Fenomena preman pasar adalah gejala dari masalah sosial-ekonomi yang lebih dalam, bukan sekadar tindakan kriminalitas individual. Akar masalahnya meliputi:

  1. Kemiskinan dan Pengangguran: Banyak preman adalah individu yang terpinggirkan secara ekonomi, melihat kegiatan ini sebagai satu-satunya jalan untuk bertahan hidup atau mendapatkan status.
  2. Lemahnya Penegakan Hukum dan Korupsi: Ketidakmampuan aparat dalam menindak tegas atau adanya kolusi membuat premanisme terus berkembang. Hukum yang tumpul ke atas namun tajam ke bawah menciptakan impunitas.
  3. Birokrasi yang Rumit dan Tidak Efisien: Proses perizinan atau penyelesaian masalah di pasar yang berbelit-belit dan mahal mendorong pedagang untuk mencari "jalan pintas" melalui preman.
  4. Ikatan Sosial dan Kekeluargaan: Beberapa preman memiliki ikatan kuat dengan komunitas lokal, yang membuat mereka sulit diusir atau ditolak.
  5. Kurangnya Tata Kelola Pasar yang Baik: Manajemen pasar yang tidak profesional atau tidak transparan membuka celah bagi preman untuk mengambil alih fungsi-fungsi tertentu.
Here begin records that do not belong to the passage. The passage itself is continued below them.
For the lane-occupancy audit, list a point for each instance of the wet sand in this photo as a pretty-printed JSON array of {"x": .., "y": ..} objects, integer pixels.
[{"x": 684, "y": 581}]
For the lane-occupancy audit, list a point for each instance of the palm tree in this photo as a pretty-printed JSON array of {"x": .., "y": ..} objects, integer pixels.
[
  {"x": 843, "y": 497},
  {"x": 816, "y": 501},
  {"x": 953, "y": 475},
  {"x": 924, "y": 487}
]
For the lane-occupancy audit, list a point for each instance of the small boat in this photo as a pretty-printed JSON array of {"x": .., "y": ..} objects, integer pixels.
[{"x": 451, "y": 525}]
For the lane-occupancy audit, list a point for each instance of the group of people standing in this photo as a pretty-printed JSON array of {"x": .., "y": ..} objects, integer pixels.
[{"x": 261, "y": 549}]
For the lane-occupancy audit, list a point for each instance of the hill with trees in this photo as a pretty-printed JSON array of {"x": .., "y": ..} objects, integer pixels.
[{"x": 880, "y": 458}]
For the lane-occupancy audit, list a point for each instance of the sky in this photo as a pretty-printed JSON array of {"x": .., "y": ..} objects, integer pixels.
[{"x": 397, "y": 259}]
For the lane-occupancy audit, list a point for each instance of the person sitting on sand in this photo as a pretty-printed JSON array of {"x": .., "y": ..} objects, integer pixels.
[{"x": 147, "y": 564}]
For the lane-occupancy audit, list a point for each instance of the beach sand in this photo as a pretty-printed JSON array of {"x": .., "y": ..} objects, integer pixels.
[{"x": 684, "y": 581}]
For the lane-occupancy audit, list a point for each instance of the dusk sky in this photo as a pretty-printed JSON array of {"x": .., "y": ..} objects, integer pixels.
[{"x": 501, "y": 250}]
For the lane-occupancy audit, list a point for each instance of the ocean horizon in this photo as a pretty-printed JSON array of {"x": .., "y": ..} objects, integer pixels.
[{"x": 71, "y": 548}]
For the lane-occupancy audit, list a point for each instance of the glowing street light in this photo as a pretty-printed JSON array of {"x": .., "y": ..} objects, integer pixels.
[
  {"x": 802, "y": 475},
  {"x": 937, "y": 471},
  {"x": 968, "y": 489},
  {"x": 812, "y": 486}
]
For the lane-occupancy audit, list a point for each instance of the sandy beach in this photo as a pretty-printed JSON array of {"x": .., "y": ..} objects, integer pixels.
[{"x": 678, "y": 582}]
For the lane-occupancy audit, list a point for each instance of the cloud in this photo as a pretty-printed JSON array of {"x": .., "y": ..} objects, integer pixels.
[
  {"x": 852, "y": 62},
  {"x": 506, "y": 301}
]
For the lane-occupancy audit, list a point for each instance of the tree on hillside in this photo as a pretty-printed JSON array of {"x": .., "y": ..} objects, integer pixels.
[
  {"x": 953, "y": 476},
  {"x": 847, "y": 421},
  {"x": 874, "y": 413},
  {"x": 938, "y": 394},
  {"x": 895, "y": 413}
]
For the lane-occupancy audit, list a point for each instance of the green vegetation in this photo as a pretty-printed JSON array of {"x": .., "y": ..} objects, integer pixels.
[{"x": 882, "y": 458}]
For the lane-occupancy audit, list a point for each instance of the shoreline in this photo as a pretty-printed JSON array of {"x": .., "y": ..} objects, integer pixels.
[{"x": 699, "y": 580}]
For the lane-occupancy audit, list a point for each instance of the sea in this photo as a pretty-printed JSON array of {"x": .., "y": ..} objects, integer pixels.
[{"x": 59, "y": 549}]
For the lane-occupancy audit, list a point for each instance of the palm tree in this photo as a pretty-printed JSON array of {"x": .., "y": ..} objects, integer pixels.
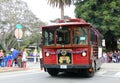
[{"x": 60, "y": 4}]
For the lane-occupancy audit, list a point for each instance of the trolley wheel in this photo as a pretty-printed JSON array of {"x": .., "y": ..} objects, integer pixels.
[
  {"x": 87, "y": 73},
  {"x": 52, "y": 71}
]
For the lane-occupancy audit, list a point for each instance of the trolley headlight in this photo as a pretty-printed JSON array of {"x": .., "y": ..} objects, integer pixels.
[
  {"x": 47, "y": 54},
  {"x": 84, "y": 54}
]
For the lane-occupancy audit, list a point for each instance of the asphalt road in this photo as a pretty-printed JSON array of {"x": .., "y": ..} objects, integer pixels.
[{"x": 109, "y": 73}]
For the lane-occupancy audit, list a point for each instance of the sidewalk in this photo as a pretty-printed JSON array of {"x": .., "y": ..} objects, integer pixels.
[{"x": 30, "y": 66}]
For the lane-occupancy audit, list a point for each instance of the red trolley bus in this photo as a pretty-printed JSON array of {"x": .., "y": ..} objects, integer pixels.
[{"x": 71, "y": 45}]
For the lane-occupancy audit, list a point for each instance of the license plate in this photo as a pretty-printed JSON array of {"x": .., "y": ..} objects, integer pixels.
[{"x": 63, "y": 66}]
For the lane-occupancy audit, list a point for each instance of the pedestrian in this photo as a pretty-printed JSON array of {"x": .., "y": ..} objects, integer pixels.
[
  {"x": 19, "y": 60},
  {"x": 9, "y": 59},
  {"x": 35, "y": 55},
  {"x": 1, "y": 57},
  {"x": 15, "y": 53},
  {"x": 24, "y": 58},
  {"x": 105, "y": 57},
  {"x": 41, "y": 59}
]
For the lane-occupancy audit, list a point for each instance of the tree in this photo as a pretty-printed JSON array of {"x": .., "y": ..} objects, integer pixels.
[
  {"x": 14, "y": 12},
  {"x": 60, "y": 4},
  {"x": 103, "y": 14}
]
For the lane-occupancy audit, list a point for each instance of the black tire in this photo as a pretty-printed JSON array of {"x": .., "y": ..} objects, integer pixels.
[
  {"x": 86, "y": 73},
  {"x": 53, "y": 72}
]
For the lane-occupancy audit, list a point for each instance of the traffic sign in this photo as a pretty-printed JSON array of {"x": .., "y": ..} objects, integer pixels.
[{"x": 19, "y": 26}]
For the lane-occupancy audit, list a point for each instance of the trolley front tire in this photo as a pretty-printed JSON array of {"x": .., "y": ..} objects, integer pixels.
[{"x": 52, "y": 72}]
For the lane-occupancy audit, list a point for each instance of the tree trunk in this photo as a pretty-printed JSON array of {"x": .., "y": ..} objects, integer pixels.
[{"x": 62, "y": 12}]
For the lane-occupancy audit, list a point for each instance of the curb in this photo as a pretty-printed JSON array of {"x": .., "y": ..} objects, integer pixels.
[{"x": 12, "y": 69}]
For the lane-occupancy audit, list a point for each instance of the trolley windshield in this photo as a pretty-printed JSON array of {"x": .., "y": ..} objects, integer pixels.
[{"x": 64, "y": 35}]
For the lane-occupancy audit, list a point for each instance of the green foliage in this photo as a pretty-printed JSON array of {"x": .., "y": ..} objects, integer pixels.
[{"x": 103, "y": 14}]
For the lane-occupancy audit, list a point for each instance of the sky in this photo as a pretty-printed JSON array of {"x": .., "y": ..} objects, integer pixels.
[{"x": 45, "y": 12}]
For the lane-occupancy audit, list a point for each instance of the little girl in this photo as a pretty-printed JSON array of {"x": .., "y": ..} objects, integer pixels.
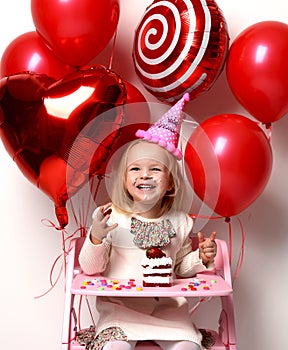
[{"x": 148, "y": 191}]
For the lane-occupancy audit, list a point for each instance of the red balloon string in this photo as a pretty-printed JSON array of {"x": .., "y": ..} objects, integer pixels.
[
  {"x": 268, "y": 126},
  {"x": 242, "y": 251},
  {"x": 230, "y": 238},
  {"x": 113, "y": 49},
  {"x": 64, "y": 254}
]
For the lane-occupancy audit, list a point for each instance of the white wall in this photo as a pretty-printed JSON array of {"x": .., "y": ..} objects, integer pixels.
[{"x": 29, "y": 248}]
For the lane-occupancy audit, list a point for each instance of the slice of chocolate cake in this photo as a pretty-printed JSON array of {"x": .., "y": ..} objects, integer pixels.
[{"x": 157, "y": 269}]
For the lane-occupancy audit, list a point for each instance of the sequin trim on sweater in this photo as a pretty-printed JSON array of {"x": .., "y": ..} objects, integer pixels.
[{"x": 152, "y": 234}]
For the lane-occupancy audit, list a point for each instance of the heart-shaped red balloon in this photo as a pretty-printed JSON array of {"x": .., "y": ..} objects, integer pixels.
[
  {"x": 60, "y": 133},
  {"x": 76, "y": 31},
  {"x": 28, "y": 53}
]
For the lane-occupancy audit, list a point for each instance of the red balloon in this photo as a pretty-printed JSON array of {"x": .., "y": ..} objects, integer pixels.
[
  {"x": 230, "y": 161},
  {"x": 76, "y": 31},
  {"x": 28, "y": 53},
  {"x": 180, "y": 46},
  {"x": 60, "y": 133},
  {"x": 257, "y": 70}
]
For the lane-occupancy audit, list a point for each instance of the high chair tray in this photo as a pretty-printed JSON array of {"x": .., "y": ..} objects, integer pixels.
[{"x": 204, "y": 285}]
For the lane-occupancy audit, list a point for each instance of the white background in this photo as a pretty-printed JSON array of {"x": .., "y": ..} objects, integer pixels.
[{"x": 29, "y": 248}]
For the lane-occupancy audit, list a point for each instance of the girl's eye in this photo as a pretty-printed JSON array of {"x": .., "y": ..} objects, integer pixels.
[{"x": 156, "y": 169}]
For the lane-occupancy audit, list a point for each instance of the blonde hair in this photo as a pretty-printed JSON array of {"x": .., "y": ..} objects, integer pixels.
[{"x": 172, "y": 199}]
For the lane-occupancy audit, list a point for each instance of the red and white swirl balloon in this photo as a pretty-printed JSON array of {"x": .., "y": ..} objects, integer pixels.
[{"x": 180, "y": 46}]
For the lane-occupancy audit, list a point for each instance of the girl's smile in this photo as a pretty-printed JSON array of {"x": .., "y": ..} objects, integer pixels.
[{"x": 147, "y": 176}]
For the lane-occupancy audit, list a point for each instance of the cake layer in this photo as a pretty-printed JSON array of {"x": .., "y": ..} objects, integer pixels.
[
  {"x": 155, "y": 271},
  {"x": 159, "y": 280}
]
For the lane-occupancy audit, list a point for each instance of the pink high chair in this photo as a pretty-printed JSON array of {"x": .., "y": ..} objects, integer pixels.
[{"x": 212, "y": 284}]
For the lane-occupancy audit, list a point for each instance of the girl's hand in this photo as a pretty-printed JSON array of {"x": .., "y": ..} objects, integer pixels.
[
  {"x": 207, "y": 247},
  {"x": 100, "y": 228}
]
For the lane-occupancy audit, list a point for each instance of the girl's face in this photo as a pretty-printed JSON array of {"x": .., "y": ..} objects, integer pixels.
[{"x": 147, "y": 176}]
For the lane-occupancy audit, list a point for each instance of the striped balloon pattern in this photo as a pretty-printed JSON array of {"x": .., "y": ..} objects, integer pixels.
[{"x": 180, "y": 46}]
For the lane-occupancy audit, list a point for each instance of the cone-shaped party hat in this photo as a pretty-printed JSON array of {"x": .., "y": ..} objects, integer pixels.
[{"x": 165, "y": 132}]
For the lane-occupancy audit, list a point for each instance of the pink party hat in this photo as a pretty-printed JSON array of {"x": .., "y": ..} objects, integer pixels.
[{"x": 165, "y": 132}]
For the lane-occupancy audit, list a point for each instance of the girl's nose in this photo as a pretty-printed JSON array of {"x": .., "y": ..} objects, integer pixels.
[{"x": 145, "y": 175}]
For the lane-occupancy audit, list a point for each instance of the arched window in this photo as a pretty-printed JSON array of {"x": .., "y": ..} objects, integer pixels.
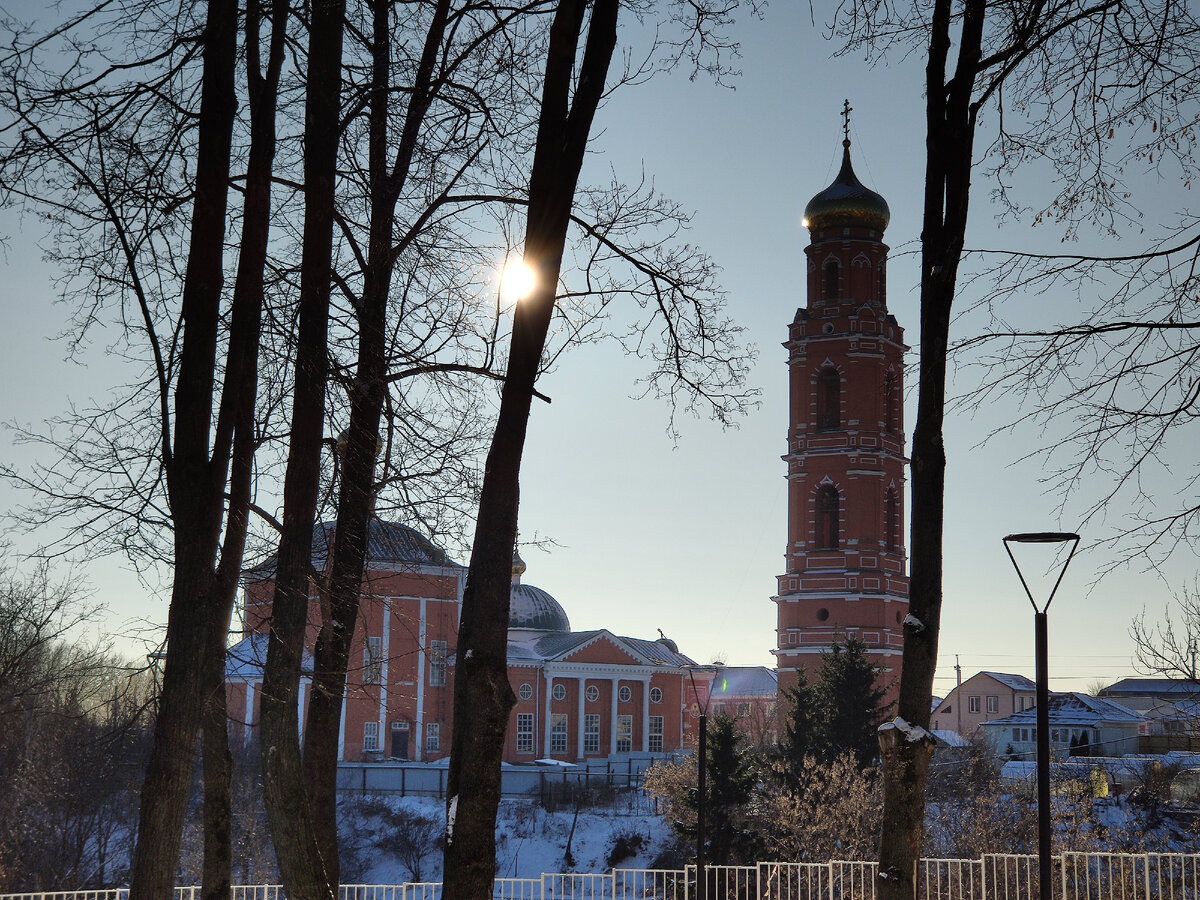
[
  {"x": 828, "y": 520},
  {"x": 828, "y": 399},
  {"x": 889, "y": 402},
  {"x": 831, "y": 280},
  {"x": 891, "y": 510}
]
Penanganan premanisme pasar adalah tantangan multidimensional. Pendekatan represif semata, seperti penangkapan besar-besaran, seringkali hanya bersifat sementara. Begitu tekanan berkurang, mereka akan muncul kembali dengan wajah atau modus yang baru. Solusi yang lebih berkelanjutan membutuhkan:

  • Penegakan Hukum yang Tegas dan Konsisten: Tanpa tebang pilih, termasuk menindak oknum aparat yang terlibat.
  • Perbaikan Tata Kelola Pasar: Menerapkan sistem manajemen yang transparan, efisien, dan melayani pedagang, termasuk sistem retribusi yang jelas dan pengamanan yang memadai.
  • Pemberdayaan Ekonomi Masyarakat: Menciptakan lapangan kerja formal dan program pelatihan keterampilan bagi individu yang rentan terhadap premanisme.
  • Peningkatan Kesadaran dan Keberanian Pedagang: Mendorong pedagang untuk bersatu dan melaporkan praktik premanisme, serta memberikan perlindungan bagi mereka yang berani melapor.
  • Rehabilitasi Sosial: Bagi preman yang ingin bertaubat, perlu ada program rehabilitasi dan reintegrasi ke masyarakat.

Kesimpulan: Sebuah Cermin Kaca Pembesar

Preman pasar adalah anomali sekaligus cermin yang memperbesar masalah-masalah struktural dalam masyarakat: kesenjangan ekonomi, lemahnya supremasi hukum, dan tata kelola yang tidak efektif. Mereka bukan hanya sekadar "penjahat," melainkan produk dari sebuah sistem yang kompleks, di mana garis antara legal dan ilegal, formal dan informal, seringkali menjadi buram.

Mengurai benang kusut kekuasaan informal preman pasar berarti memahami bahwa masalah ini tidak dapat diselesaikan hanya dengan pendekatan represif. Dibutuhkan strategi komprehensif yang melibatkan penegakan hukum, perbaikan tata kelola, pemberdayaan ekonomi, dan perubahan pola pikir masyarakat. Hanya dengan mengatasi akar masalah dan membangun sistem yang lebih adil serta inklusif, pasar tradisional dapat benar-benar menjadi jantung ekonomi rakyat yang sehat, aman, dan berdaya saing, bebas dari bayang-bayang kekuasaan informal yang merugikan.